Set-and-forget automation isn't about a smarter strategy. It's about the boring infrastructure that keeps an ordinary strategy alive and bounded while you're not looking:

  • The plumbing fails before the strategy does. Silent disconnects and missing kill switches kill more bots than bad signals.
  • Alert on anomalies, not trades. Only about 3% of alerts ever need immediate action (incident.io, 2025), so a per-trade ping channel is one you'll mute.
  • A drawdown circuit breaker is the highest-leverage line of code you'll write.
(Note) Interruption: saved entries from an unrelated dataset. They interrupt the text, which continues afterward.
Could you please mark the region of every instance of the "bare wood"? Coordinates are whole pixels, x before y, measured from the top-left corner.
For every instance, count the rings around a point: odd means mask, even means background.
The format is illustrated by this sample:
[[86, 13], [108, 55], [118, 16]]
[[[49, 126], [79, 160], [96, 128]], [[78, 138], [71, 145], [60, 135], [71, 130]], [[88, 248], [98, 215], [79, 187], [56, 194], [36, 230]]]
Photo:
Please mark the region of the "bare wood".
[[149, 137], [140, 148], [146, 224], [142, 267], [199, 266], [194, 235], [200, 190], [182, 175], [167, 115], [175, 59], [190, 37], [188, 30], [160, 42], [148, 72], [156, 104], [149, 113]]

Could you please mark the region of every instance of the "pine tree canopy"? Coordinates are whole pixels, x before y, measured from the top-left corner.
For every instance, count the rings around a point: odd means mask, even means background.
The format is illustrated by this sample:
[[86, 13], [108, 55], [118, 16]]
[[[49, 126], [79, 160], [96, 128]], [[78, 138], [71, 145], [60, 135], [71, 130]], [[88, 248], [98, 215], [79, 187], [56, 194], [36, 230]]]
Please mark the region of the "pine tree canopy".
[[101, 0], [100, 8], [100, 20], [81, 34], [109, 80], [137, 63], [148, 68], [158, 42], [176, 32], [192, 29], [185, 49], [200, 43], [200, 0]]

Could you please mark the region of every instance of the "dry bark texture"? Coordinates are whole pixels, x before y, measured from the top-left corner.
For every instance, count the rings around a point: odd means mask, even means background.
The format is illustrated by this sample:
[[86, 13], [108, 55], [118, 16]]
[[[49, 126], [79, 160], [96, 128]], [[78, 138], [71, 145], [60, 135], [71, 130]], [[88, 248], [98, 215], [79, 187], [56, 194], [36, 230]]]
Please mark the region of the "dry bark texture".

A 50% hole needs a 100% climb to fill (TradeZella, 2025).
  • Reconcile via REST after every reconnect, or your bot trades on a frozen order book it thinks is live.
  • Thirty minutes a week beats five anxious minutes a day. Once the four automated layers run, the human job is just review.

The bots already winning prediction markets aren't being watched around the clock. They're built so they don't need to be. Start with Turbine or wire the layers yourself. Just stop being the reason your bot is only as reliable as your attention span.


This article is for educational purposes only. Prediction market trading involves substantial risk of loss. Past performance does not guarantee future results. Always check current platform rules and applicable regulations in your jurisdiction before trading.